Pflegekosten in Süddeutschland für Senioren oft zu hoch
Heimbewohner sind auch in Bayern immer häufiger auf Sozialhilfe angewiesen
RAVENSBURG (dan) - Vor allem in Süddeutschland können immer weniger Senioren die Pflege im Heim aus eigener Tasche bezahlen. Wie aus einer Bertelsmann-Studie hervorgeht, reicht ihr Einkommen zur Deckung der Pflegekosten teilweise nicht aus, da die Lohnkosten im Süden höher sind als im Norden und Osten Deutschlands. In Baden-Württemberg und Bayern steigt deswegen die Zahl jener, die auf Sozialhilfe zur Pflege angewiesen sind. Die Situation könne sich laut des Konstanzer Ökonoms Friedrich Breyer in den kommenden Jahren weiter verschärfen. Im Gespräch mit der „Schwäbischen Zeitung“sieht Breyer die Einführung einer verpflichtenden Pflegezusatzversicherung als möglichen Weg aus der Krise.
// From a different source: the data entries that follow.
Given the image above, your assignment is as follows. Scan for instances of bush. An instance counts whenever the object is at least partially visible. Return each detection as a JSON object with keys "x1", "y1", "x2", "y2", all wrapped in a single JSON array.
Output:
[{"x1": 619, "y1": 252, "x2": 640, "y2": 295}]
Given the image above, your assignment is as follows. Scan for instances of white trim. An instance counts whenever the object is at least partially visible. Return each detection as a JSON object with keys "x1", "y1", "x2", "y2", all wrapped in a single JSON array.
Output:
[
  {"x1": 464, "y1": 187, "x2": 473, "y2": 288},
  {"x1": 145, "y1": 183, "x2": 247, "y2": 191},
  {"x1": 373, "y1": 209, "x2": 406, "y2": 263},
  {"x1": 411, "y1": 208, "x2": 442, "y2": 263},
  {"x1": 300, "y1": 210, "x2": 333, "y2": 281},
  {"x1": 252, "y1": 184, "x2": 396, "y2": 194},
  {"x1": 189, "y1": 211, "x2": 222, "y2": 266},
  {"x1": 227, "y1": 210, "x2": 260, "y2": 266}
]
RAVENSBURG - Zehn Monate – so lang können Senioren in einigen Teilen Süddeutschlands die Heimpflege im Jahr aus eigener Tasche bezahlen. Das geht aus der in dieser Woche vorgestellten Bertelsmann-Studie hervor. In weiten Teilen Süddeutschlands reicht das jährliche Einkommen der Senioren für die Pflege häufig nicht aus.
Dann benötigen sie finanzielle Unterstützung, beispielsweise von Verwandten oder durch Sozialhilfe. Im Bundesdurchschnitt ist das nach 348 Tagen, also etwa elf Monaten, der Fall.
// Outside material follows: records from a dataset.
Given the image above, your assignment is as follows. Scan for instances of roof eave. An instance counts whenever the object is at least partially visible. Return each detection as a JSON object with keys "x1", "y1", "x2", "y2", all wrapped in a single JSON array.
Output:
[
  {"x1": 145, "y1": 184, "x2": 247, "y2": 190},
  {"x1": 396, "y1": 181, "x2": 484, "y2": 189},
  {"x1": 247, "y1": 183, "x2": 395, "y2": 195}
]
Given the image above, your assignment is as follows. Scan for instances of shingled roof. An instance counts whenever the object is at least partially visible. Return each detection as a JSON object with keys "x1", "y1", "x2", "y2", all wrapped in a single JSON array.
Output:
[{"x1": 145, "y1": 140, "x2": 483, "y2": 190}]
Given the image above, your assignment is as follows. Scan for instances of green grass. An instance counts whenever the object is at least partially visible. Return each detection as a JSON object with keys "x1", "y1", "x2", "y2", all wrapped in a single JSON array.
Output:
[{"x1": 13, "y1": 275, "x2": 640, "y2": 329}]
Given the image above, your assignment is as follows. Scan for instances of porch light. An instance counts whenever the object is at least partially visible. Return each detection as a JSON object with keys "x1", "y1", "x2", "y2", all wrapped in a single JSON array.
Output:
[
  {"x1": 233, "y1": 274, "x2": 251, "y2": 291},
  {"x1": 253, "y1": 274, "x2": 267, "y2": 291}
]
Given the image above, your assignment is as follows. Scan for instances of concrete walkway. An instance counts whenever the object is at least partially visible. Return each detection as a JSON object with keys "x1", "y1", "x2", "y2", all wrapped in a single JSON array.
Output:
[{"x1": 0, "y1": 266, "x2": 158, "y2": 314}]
Unter dem Bundesdurchschnitt
Landkreise Baden-Württembergs und Bayerns liegen noch unter den jeweiligen Landeswerten von 307 beziehungsweise 341 Tagen, an denen Pflegebedürftige sich Pflege leisten können. Laut Statistischem Landesamt steigt die Zahl derer, die deswegen Sozialhilfe in Anspruch nehmen müssen, kontinuierlich an. Waren es beispielsweise in Baden-Württemberg im Jahr 1999 noch 29 251 Menschen, so waren es 2013 bereits 44 078. Dem bayerischen Statistikamt nach sind die Ausgaben für Pflege im Jahr 2014 um sechs und 2015 noch einmal um fünf Prozent gestiegen.
Das hat laut der Studie einen einfachen Grund: Im Süden ist die Pflege schlichtweg teurer als beispielsweise im Nordosten Deutschlands – nämlich fast doppelt so hoch. Die Löhne für Altenpfleger machen dabei mehr als die Hälfte der Pflegekosten aus. Bekamen diese im Osten im Jahr 2013 einen monatlichen Bruttolohn von 1714 Euro, waren es im Süden beispielsweise 3192 Euro.
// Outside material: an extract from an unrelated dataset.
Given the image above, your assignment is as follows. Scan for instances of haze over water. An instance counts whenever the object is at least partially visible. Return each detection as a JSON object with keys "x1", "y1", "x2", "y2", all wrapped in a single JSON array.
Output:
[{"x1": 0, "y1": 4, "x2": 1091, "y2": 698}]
Die Situation könnte sich in den kommenden Jahren noch verschärfen, wie der Konstanzer Ökonom Friedrich Breyer sagt. „Die Renten steigen insgesamt langsamer als die Löhne“, erklärt der Professor für Wirtschafts- und Sozialpolitik. Zudem müsse man davon ausgehen, dass der Markt für Altenpfleger in Zukunft „noch enger“werde. Eine halbe Million Altenpfleger werde bis 2030 fehlen. „Damit mehr Menschen diesen Beruf attraktiv finden, muss man sie besser entlohnen. Anders geht es nicht.“Das werde die Lohnkosten jedoch zusätzlich, quasi zur natürlichen Lohnentwicklung, in die Höhe treiben. „Damit wird die Schere sich natürlich öffnen zwischen den Pflegekosten und dem, was Rentner übrig haben“, so Breyer.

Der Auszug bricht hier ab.